If only traders are involved in the contract, §§ 377 ff. HGB apply in addition.
(2) Damage caused by improper actions of the customer during installation, connection, operation or storage of the goods do not constitute a warranty claim against the seller.
Instructions for proper treatment, the customer can refer to the manufacturer's descriptions.
(3) Defects must be notified by the customer to the seller within a warranty period of two years for new items or one year for used items.
If the customer is an entrepreneur, the warranty period for new items is one year. For used things, the warranty against entrepreneurs is excluded.
The above limitations of liability shall not apply if the Seller has fraudulently concealed a defect or provided a guarantee for the quality of the goods, and not for claims for damages by the Customer for compensation for damage to body or health due to a defect for which the Seller is responsible which are based on intentional or grossly negligent fault of the seller or his vicarious agents.
(4) If there are defects and these were claimed in time, the seller is entitled to supplementary performance. If the supplementary performance fails, the customer is entitled to reduce the purchase price or to withdraw from the contract. Otherwise, the statutory provisions apply.

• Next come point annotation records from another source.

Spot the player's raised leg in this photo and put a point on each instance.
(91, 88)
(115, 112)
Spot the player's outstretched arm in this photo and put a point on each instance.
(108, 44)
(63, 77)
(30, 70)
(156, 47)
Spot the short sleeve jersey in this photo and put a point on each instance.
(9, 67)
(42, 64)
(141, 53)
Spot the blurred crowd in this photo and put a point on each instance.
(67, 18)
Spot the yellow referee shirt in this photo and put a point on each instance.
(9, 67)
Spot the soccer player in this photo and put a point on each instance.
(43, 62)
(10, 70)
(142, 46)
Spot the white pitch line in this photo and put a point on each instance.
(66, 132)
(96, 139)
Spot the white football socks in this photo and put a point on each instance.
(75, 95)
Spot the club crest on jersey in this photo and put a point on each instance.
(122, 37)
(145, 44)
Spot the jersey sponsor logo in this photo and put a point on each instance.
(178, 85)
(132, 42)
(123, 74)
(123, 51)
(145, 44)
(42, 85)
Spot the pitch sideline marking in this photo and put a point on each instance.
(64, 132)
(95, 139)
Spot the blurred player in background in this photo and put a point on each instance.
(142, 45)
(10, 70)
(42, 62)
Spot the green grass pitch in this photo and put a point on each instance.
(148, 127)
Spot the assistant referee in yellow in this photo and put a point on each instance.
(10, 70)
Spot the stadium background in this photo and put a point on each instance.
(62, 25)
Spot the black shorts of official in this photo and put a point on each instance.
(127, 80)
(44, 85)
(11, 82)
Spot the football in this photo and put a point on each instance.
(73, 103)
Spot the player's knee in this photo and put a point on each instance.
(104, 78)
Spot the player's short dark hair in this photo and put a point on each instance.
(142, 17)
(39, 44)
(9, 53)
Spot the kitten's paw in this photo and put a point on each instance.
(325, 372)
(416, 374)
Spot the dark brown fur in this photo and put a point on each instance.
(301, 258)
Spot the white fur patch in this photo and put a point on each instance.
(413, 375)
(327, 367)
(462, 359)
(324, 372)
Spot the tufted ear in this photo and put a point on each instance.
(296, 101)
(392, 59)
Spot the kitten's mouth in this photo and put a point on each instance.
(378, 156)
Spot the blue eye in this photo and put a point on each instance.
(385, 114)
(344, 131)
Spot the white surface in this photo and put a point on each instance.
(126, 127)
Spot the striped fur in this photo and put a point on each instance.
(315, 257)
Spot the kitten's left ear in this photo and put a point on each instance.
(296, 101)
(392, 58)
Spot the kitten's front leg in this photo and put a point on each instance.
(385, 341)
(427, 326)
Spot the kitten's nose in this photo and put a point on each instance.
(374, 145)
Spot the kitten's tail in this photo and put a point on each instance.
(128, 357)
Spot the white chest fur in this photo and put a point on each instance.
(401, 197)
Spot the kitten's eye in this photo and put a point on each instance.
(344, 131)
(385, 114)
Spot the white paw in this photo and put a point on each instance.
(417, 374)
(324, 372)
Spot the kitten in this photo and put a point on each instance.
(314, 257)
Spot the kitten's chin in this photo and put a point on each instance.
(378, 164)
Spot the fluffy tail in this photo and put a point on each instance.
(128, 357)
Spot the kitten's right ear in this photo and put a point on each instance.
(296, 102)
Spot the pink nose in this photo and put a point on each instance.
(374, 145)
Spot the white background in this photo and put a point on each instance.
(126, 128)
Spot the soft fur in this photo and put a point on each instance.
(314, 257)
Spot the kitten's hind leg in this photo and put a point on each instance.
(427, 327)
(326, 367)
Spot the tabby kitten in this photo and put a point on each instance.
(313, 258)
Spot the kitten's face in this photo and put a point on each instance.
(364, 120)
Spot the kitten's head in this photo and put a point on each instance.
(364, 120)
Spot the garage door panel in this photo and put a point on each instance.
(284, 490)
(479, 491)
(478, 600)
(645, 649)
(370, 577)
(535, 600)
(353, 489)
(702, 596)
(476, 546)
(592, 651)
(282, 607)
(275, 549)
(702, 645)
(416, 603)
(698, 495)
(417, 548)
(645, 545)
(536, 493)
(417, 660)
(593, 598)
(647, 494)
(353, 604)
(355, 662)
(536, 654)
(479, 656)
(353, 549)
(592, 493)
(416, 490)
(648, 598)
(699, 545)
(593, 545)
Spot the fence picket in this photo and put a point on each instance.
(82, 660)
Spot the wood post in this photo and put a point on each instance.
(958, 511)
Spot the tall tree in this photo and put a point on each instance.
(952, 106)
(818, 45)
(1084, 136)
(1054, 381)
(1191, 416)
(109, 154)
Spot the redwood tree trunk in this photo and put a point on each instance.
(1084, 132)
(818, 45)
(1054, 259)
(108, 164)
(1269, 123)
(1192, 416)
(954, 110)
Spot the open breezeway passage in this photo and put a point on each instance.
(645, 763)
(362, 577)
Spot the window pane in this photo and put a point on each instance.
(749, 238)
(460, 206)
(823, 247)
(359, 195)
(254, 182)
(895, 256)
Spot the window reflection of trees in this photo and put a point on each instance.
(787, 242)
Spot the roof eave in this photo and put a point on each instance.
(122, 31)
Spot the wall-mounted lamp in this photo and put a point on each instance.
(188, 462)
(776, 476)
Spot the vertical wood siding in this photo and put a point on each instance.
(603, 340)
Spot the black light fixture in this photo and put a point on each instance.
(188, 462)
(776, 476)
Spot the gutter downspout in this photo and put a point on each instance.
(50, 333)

§ 8 Information obligations in case of transport damage

If goods are delivered with obvious damage to the packaging or the contents, the customer shall immediately claim this without prejudice to its warranty rights (§ 7) to the carrier / freight service and immediately by e-mail or otherwise (fax / mail) with the seller Contact him so that he can protect any rights to the carrier / freight service.

§ 9 Disclaimer

(1) Outside the liability for material and legal defects, the seller is liable without limitation, as far as the cause of damage is based on intent or gross negligence. He is also liable for the slightly negligent violation of essential obligations (obligations whose breach endangers the achievement of the purpose of the contract) as well as for the violation of cardinal obligations (duties whose fulfillment makes the proper execution of the contract in the first place and whose compliance the customer regularly trusts) , but only for the foreseeable, contract-typical damage. The seller is not liable for slightly negligent breaches of duties other than those listed above.
(2) The limitations of liability of the preceding paragraph shall not apply in the event of injury to life, body or health, for a defect after assuming a guarantee for the quality of the product and for fraudulently concealed defects. Liability under the Product Liability Act remains unaffected.
(3) If the liability of the seller is excluded or limited, this also applies to the personal liability of his employees, representatives and vicarious agents.